Closed
Description
Used this model: https://huggingface.co/meta-llama/Llama-2-70b
Used these commands:
$ convert-pth-to-ggml.py models/LLaMa2-70B-meta 1
$ ./quantize ./models/LLaMa2-70B-meta/ggml-model-f16.bin ./models/LLaMa2-70B-meta/ggml-model-q4_0.bin 2
7B and 11B models work without any problems. This is only when using the 70B model.
error loading model: llama.cpp: tensor 'layers.0.attention.wk.weight' has wrong shape; expected 8192 x 8192, got 8192 x 1024
llama.cpp: loading model from /Users/xyz/Desktop/llama.cpp/models/LLaMa2-70B-meta/ggml-model-q4_0.bin
llama_model_load_internal: format = ggjt v3 (latest)

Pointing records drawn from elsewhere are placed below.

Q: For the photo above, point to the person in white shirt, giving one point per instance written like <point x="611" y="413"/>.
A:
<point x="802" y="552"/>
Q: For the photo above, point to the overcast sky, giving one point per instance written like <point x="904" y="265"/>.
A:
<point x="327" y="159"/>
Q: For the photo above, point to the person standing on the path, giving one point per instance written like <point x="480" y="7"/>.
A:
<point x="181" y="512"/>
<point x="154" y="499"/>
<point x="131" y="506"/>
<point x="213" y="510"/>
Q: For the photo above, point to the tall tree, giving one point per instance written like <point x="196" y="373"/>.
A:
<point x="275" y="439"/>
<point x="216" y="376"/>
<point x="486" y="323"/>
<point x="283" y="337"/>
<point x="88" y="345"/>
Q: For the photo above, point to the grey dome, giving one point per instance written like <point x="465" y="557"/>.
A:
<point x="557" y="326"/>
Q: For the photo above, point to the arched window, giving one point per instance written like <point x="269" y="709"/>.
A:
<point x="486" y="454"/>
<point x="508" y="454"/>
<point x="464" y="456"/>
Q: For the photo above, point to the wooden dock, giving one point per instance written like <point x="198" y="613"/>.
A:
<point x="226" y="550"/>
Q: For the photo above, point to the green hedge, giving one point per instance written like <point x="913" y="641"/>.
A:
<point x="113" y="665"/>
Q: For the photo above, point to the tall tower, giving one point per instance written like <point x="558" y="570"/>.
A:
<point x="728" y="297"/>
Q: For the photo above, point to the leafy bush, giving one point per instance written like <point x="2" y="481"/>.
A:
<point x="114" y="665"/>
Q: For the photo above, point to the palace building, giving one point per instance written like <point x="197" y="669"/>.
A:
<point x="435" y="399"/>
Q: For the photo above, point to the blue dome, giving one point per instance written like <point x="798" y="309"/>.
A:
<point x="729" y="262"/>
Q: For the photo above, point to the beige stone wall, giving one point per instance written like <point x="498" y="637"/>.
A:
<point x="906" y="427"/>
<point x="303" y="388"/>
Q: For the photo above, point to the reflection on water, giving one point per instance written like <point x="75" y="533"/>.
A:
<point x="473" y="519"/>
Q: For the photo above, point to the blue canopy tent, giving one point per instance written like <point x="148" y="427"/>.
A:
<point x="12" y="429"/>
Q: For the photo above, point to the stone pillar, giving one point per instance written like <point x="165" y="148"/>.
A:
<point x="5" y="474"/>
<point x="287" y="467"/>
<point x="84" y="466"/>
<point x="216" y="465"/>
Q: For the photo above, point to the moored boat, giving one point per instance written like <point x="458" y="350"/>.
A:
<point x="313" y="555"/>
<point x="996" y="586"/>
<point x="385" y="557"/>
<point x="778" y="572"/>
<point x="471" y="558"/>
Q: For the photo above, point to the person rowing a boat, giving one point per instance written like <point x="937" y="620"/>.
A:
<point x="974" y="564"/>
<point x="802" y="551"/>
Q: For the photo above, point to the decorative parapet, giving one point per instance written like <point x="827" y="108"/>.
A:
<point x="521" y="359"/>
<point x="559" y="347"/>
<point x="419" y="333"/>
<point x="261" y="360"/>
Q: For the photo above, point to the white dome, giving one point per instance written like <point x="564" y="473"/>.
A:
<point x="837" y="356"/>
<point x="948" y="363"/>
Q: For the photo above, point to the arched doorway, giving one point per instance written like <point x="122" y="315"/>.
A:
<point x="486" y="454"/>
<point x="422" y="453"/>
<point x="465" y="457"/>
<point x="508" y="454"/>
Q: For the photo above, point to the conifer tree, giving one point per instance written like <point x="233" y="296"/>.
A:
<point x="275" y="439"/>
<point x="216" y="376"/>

llama_model_load_internal: n_vocab = 32000
llama_model_load_internal: n_ctx = 512
llama_model_load_internal: n_embd = 8192
llama_model_load_internal: n_mult = 256
llama_model_load_internal: n_head = 64
llama_model_load_internal: n_layer = 80
llama_model_load_internal: n_rot = 128
llama_model_load_internal: freq_base = 10000.0
llama_model_load_internal: freq_scale = 1
llama_model_load_internal: ftype = 2 (mostly Q4_0)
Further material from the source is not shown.